The relative uncertainty with respect to growth and inflation rates in the short to medium term has spilled over to housing decisions. Recently, lower than expected growth and inflation rates led Bank of Canada chairman Mark Carney to put off an interest rate hike for at least six weeks. In all likelihood, a rate hike will not happen until late 2011 or early 2012. The frequency of these hikes is unknown, but the general feeling is that the prime rate (currently sitting at a very low 1%) will be at 3% by 2013.
The current low rate has allowed many consumers to enter the housing market in a period where prices have been rising steadily and are now 13% above pre-recession levels. A rising interest rate will make it difficult for some to afford their monthly payments. In fact, Canada’s mortgage delinquency rate (while very low compared to the US) has been inching up over the last couple years.

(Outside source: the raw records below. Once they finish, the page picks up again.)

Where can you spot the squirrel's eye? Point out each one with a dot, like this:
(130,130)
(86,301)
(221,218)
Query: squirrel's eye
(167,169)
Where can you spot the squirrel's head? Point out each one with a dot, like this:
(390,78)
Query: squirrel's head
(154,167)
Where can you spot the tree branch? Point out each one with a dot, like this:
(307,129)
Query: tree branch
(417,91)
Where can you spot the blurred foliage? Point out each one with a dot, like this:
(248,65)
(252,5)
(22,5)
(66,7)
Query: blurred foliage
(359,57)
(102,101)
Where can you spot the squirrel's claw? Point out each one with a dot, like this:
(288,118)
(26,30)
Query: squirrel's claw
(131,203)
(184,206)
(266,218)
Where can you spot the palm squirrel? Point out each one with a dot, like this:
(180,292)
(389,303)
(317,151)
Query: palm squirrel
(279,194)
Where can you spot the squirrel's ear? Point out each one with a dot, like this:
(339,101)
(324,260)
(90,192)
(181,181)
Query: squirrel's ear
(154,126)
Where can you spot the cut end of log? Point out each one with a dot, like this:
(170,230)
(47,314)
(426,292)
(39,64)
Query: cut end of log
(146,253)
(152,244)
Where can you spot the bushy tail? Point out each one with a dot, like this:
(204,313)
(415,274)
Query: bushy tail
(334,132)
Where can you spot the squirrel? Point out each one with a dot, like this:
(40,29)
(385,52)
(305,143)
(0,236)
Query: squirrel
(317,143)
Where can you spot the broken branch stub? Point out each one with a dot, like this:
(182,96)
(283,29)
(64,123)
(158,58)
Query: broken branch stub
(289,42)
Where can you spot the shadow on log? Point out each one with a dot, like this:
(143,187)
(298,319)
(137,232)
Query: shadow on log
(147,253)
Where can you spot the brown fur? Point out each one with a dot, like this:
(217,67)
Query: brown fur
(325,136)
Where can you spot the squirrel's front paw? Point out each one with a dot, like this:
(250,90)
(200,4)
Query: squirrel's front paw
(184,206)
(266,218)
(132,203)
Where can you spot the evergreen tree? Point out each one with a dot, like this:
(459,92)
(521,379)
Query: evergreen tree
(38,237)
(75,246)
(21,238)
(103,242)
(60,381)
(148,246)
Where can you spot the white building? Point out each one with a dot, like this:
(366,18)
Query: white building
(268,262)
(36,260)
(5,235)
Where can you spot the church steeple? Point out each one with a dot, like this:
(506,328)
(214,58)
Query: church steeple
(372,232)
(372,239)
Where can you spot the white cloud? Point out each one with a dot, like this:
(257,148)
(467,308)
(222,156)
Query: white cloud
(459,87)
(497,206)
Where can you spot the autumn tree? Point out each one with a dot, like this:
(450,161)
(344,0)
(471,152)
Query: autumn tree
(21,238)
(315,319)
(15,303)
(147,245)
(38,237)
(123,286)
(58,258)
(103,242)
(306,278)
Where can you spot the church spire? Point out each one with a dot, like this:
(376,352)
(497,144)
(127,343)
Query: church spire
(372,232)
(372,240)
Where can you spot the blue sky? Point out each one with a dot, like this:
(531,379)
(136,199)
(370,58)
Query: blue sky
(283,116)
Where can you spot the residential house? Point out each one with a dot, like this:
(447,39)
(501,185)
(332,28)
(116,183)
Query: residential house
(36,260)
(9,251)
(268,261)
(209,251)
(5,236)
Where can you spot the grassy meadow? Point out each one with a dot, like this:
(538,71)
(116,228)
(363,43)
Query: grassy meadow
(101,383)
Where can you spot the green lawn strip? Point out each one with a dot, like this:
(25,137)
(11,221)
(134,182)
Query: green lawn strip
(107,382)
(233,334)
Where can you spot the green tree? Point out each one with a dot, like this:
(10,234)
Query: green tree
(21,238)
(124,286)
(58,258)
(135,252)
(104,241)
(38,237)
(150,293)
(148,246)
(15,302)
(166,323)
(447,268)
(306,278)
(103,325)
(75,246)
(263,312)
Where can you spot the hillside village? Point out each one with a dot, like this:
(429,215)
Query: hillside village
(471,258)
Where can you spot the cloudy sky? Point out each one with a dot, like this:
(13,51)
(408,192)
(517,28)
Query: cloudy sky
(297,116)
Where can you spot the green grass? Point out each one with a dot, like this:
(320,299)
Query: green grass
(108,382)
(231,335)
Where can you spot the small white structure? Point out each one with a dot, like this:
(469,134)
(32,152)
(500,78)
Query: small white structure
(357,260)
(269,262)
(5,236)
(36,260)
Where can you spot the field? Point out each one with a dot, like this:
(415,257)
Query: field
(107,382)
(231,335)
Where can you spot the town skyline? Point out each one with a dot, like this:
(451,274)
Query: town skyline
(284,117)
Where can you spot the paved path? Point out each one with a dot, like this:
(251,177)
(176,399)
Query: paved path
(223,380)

The picture is not completely doom and gloom. Canadian Real Estate Association’s chief economist, Gregory Klump, has said that while rates will increase they will still be “within short reach of current levels”. Instead, the emphasis going forward should be on careful calculation of your own finances and consideration of the different possible economic outcomes we might see over the next few years. A great tool one can use to ensure that you do not become part of the delinquency rate is a consultation with a mortgage broker, an expert at understanding the many different mortgage options and helping you choose the one that’s right for you.